The circle in Lilley’s circular nutrition model isn’t quite complete. He still needs to grow his own produce, so he can fertilize it with worm castings. That step is in the works, with restoration already beginning on the 20,000 square foot greenhouses behind ReFeed’s composting building. And there’s more Lilley hopes to do.
ReFeed Canada and the Greater Vancouver Food Bank are working to turn Lilley’s sorting warehouse into a provincial distribution hub, so excess produce can not only be shared with local food banks, but people across the province.
Research and development is underway on Lilley’s composter, to see how the HotRot can keep more microbes in the compost, and therefore make a better food for the worms.
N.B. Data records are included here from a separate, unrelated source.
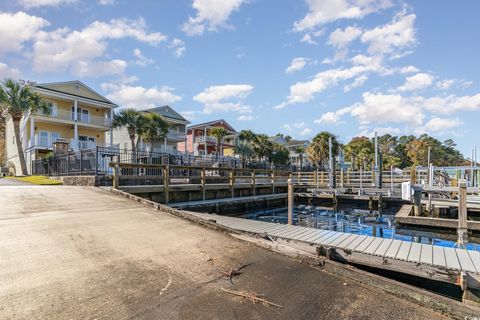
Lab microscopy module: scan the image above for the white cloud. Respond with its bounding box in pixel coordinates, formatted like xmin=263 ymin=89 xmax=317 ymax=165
xmin=328 ymin=27 xmax=362 ymax=49
xmin=361 ymin=12 xmax=416 ymax=58
xmin=293 ymin=0 xmax=392 ymax=31
xmin=274 ymin=63 xmax=385 ymax=109
xmin=400 ymin=66 xmax=420 ymax=74
xmin=285 ymin=57 xmax=310 ymax=74
xmin=33 ymin=18 xmax=167 ymax=76
xmin=424 ymin=94 xmax=480 ymax=114
xmin=133 ymin=48 xmax=154 ymax=67
xmin=436 ymin=79 xmax=455 ymax=90
xmin=179 ymin=110 xmax=199 ymax=121
xmin=298 ymin=128 xmax=312 ymax=136
xmin=313 ymin=111 xmax=340 ymax=124
xmin=0 ymin=11 xmax=50 ymax=55
xmin=101 ymin=83 xmax=182 ymax=109
xmin=0 ymin=62 xmax=20 ymax=80
xmin=425 ymin=117 xmax=463 ymax=132
xmin=98 ymin=0 xmax=116 ymax=6
xmin=193 ymin=84 xmax=253 ymax=114
xmin=343 ymin=75 xmax=368 ymax=92
xmin=182 ymin=0 xmax=247 ymax=36
xmin=398 ymin=73 xmax=434 ymax=91
xmin=168 ymin=38 xmax=186 ymax=58
xmin=18 ymin=0 xmax=78 ymax=8
xmin=357 ymin=127 xmax=402 ymax=138
xmin=346 ymin=92 xmax=424 ymax=126
xmin=237 ymin=114 xmax=253 ymax=121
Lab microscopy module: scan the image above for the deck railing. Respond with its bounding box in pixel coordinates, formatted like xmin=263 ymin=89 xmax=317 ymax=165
xmin=109 ymin=162 xmax=291 ymax=203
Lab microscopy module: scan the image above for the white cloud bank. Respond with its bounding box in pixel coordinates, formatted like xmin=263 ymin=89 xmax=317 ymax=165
xmin=193 ymin=84 xmax=253 ymax=120
xmin=101 ymin=83 xmax=182 ymax=110
xmin=182 ymin=0 xmax=247 ymax=36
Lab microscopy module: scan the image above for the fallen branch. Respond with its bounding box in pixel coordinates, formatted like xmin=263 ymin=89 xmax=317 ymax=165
xmin=215 ymin=263 xmax=252 ymax=284
xmin=221 ymin=287 xmax=283 ymax=309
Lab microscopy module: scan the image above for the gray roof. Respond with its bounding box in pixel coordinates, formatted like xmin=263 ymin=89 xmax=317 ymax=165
xmin=142 ymin=106 xmax=190 ymax=124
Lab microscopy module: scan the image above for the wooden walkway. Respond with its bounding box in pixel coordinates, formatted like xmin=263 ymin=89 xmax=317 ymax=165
xmin=187 ymin=212 xmax=480 ymax=273
xmin=168 ymin=193 xmax=287 ymax=208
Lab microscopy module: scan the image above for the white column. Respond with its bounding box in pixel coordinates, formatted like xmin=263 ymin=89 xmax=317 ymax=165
xmin=184 ymin=125 xmax=188 ymax=154
xmin=73 ymin=100 xmax=80 ymax=148
xmin=110 ymin=109 xmax=114 ymax=147
xmin=203 ymin=127 xmax=207 ymax=156
xmin=29 ymin=115 xmax=35 ymax=147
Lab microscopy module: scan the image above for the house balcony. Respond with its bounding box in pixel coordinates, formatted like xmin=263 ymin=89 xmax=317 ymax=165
xmin=167 ymin=129 xmax=185 ymax=141
xmin=28 ymin=134 xmax=105 ymax=151
xmin=36 ymin=109 xmax=112 ymax=127
xmin=195 ymin=136 xmax=217 ymax=143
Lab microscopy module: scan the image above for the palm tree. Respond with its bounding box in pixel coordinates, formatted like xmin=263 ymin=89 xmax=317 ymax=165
xmin=295 ymin=146 xmax=305 ymax=168
xmin=0 ymin=79 xmax=51 ymax=175
xmin=139 ymin=113 xmax=168 ymax=144
xmin=238 ymin=130 xmax=256 ymax=143
xmin=209 ymin=127 xmax=228 ymax=157
xmin=235 ymin=140 xmax=254 ymax=168
xmin=253 ymin=134 xmax=273 ymax=161
xmin=307 ymin=131 xmax=339 ymax=168
xmin=112 ymin=109 xmax=143 ymax=151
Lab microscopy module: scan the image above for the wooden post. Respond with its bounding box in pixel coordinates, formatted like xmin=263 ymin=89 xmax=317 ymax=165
xmin=252 ymin=169 xmax=257 ymax=196
xmin=113 ymin=163 xmax=120 ymax=189
xmin=457 ymin=180 xmax=468 ymax=246
xmin=270 ymin=170 xmax=275 ymax=194
xmin=163 ymin=166 xmax=170 ymax=204
xmin=200 ymin=167 xmax=207 ymax=200
xmin=230 ymin=169 xmax=235 ymax=198
xmin=413 ymin=187 xmax=422 ymax=217
xmin=410 ymin=168 xmax=417 ymax=186
xmin=287 ymin=179 xmax=293 ymax=225
xmin=340 ymin=168 xmax=344 ymax=189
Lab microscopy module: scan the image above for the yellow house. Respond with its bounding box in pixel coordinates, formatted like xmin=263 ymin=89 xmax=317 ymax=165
xmin=5 ymin=80 xmax=117 ymax=174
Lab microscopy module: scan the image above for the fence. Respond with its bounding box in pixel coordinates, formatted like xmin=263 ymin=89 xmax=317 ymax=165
xmin=32 ymin=147 xmax=291 ymax=176
xmin=109 ymin=162 xmax=291 ymax=203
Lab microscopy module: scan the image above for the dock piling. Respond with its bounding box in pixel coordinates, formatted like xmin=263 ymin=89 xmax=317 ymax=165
xmin=457 ymin=180 xmax=468 ymax=247
xmin=287 ymin=179 xmax=293 ymax=225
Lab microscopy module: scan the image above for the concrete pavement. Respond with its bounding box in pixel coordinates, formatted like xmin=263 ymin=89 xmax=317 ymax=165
xmin=0 ymin=186 xmax=452 ymax=319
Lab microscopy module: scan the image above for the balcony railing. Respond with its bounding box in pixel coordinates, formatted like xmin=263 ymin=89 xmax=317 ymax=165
xmin=195 ymin=136 xmax=217 ymax=143
xmin=167 ymin=129 xmax=185 ymax=140
xmin=29 ymin=134 xmax=104 ymax=150
xmin=37 ymin=109 xmax=112 ymax=127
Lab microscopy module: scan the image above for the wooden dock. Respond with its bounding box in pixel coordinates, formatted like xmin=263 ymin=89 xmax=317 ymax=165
xmin=190 ymin=212 xmax=480 ymax=273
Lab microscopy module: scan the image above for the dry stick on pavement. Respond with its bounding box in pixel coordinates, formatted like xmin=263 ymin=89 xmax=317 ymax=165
xmin=215 ymin=262 xmax=252 ymax=284
xmin=221 ymin=287 xmax=283 ymax=309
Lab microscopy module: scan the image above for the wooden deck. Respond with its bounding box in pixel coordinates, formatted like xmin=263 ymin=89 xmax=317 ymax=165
xmin=187 ymin=212 xmax=480 ymax=273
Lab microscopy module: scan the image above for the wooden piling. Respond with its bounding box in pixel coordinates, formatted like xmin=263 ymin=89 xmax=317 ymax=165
xmin=112 ymin=164 xmax=120 ymax=189
xmin=200 ymin=168 xmax=206 ymax=201
xmin=163 ymin=166 xmax=170 ymax=204
xmin=230 ymin=169 xmax=235 ymax=198
xmin=413 ymin=187 xmax=422 ymax=217
xmin=287 ymin=179 xmax=293 ymax=225
xmin=457 ymin=180 xmax=468 ymax=245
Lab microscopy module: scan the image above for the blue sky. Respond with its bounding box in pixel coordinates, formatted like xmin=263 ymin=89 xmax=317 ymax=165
xmin=0 ymin=0 xmax=480 ymax=156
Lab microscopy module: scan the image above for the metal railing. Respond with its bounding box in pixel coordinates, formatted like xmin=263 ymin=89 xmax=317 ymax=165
xmin=36 ymin=109 xmax=112 ymax=127
xmin=32 ymin=143 xmax=290 ymax=176
xmin=109 ymin=162 xmax=291 ymax=203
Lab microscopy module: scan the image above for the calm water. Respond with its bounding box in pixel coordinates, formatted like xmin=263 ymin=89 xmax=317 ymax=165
xmin=241 ymin=205 xmax=480 ymax=250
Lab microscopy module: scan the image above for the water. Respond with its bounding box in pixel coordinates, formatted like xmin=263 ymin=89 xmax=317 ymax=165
xmin=241 ymin=205 xmax=480 ymax=250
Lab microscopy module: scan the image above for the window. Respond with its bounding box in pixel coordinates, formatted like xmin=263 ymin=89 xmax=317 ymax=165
xmin=47 ymin=102 xmax=58 ymax=117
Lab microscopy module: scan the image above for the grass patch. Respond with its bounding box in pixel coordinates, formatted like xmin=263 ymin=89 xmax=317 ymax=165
xmin=9 ymin=176 xmax=62 ymax=186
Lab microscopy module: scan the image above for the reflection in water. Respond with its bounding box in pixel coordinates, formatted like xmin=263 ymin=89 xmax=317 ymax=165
xmin=242 ymin=205 xmax=480 ymax=250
By the end of this month, ReFeed will have six more worm beds, which will kick off more research on how places like ReFeed can farm worms better. (“There’s a lot of opportunities with worms,” Lilley said. He’s also looking into how ReFeed could farm other species of worms for protein or use them to do things like filter manure.)
“There’s a lot of rabbit holes that I want to be going down, once we get this momentum here,” Lilley said. “But in the meantime, we’re just doing the best practices that we can.”